人新世の資本論を読んで
気候変動についての科学的知見や、思想的立場がコンパクトにまとめられているため、気候変動についての議論の大枠を捉える本として適している思う。また、気候変動についてのラジカルな立場、即ち、資本主義の転換を求める立場の考え方を理解する本としても適している。ただし、気候変動政策や脱炭素経営の実務を見てきた立場からすると、本書の主張には違和感も感じる。
筆者の立場にもよるところだと思うが、金融機関や企業サイドの脱炭素に向けた努力や、政策サイドの国際面・国内面での努力、すなわち、既存の資本主義制度を前提としながらも、その改良を通じて温室効果ガスの排出量を減らしていくための実践についての記載が大きく削がれている点が気になる。今後も、温室効果ガスの排出量を減らしていくことが必要なことは言を待たないが、国際社会は2℃目標に合意し、1.5℃目標の実現に向けて、温室効果ガス排出削減の野心引き上げを追求している。
また、各国の年金基金がポートフォリオのカーボンニュートラル目標を掲げたり、化石燃料からのダイベストメントを進めたりしている。そして、ブラックロックといった機関投資家が企業に脱炭素目標の設定を求めているといった動きに目を向けなければ、金融サイドからの脱炭素に向けた強力な働きかけが生じている現状を見誤ってしまうことになる。
さらに、企業の側にも、脱炭素目標を設定し、自分たちの事業活動が気候変動や生物多様性に与える影響を削減するための取組(非財務情報の開示)を進める動きが広がっており、また、企業内の意思決定を変える仕組みとして、ICP(インターナル・カーボンプライシング)を導入する動きが広がっている。

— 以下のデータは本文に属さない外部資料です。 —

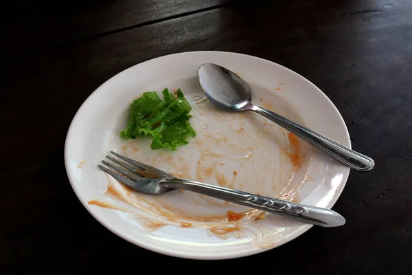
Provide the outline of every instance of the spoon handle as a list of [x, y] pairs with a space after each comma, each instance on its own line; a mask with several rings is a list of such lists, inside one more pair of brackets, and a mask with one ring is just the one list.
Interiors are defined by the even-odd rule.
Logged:
[[345, 147], [267, 109], [253, 105], [251, 110], [272, 120], [350, 168], [364, 172], [372, 169], [375, 165], [371, 158]]
[[345, 223], [345, 218], [329, 209], [282, 201], [202, 182], [176, 179], [165, 182], [163, 186], [172, 189], [183, 189], [203, 194], [316, 226], [329, 228], [341, 226]]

このような現状に目を向けない議論は、やはり現実からはやや乖離してしまう。
気候変動の議論を進める上で、資本主義の転換を求める立場があることを理解し、新たな施策のヒントを得ることは重要である。他方、実際には、上記にあげたような金融・企業・政策サイドの動きを更に加速し、これらに加えて再生可能エネルギーの活用やカーボンクレジットの活用を進めることで、世界の排出量を着実に減らしていくという立場が実務を動かしている。
経済成長と持続性という二つの価値がせめぎ合う現実の中で、少しでも持続性に社会が舵を切れるようになるためには、どのような戦略が必要なのか。また、国際競争力が削がれていく日本において、気候変動政策をどのように位置付けていくべきか。これを考え、実践していくことが、少なくとも実務においては重要な考え方なのではないかと思う。